Hi All
I am trying to configure a Job Registration terminal to be used as a Clocking In and Out terminal.
The process needs to be as quick as possible as we dont want queues forming.
It will not be used for job registration etc - purely clocking in and out.
I can make a clocking in terminal easily, but it displays a popup box which has to be Ok’d (or disappears after 10 seconds).
First question - is there any way to get this popup box to disappear after e.g.1-2 seconds instead?
Second question - If a user clocks in it informs them that they are clocked in. If they clock in it says the same message - It should inform them on the second time that they are already clocked in.
For the clock out it need to be as quick as possible, but ideally warn them or not allow them to clock out unless they have reported a qty on the job they were on.
Has anyone done anything similar?
Thanks in advance.
You can execute a method (which may close a form, for example) with the help of setTimeOut().

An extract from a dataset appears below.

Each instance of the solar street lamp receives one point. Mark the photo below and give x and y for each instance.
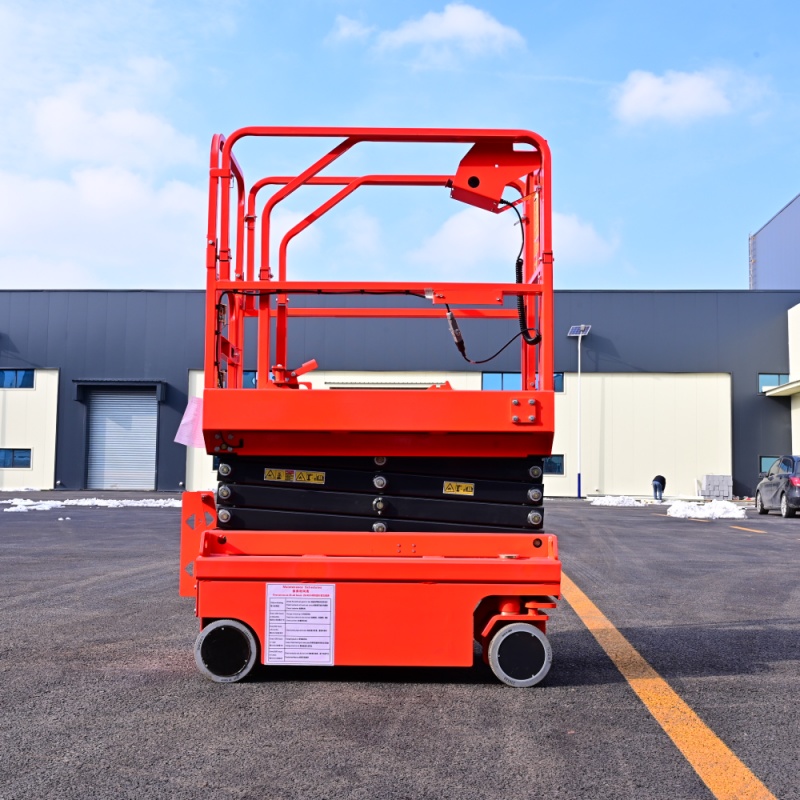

For example, if you call the following code in a form, it will close the form after two seconds:
this.setTimeOut(methodStr(FormRun, close), 2000);
Hi - I really am new to this.
How do I do that?
What exactly do you want to know?
I would like to know how to add the custom code you suggested to make the ‘You have not clocked in’ popup to close in a faster time than 10 seconds.
I am trying to make a clocking terminal using the standard screens where the user can literally clock in and clock out as quickly as possible without having lots of buttons etc to press.
Just copy the code to init() method (for example) of any form.
Hi
How do I actually get to the code … I am very new to this.
I know how to log in and get to AOT 
Aha, you should have started on the beginning…
What’s your version of AX? Do you have a development license and permissions?
By the way, you’ll find many answers on MSDN. You can’t learn everything needed just by asking on forums.
Hi
We are AX 2012 R2.
I think we have the development licence and I have full permissions.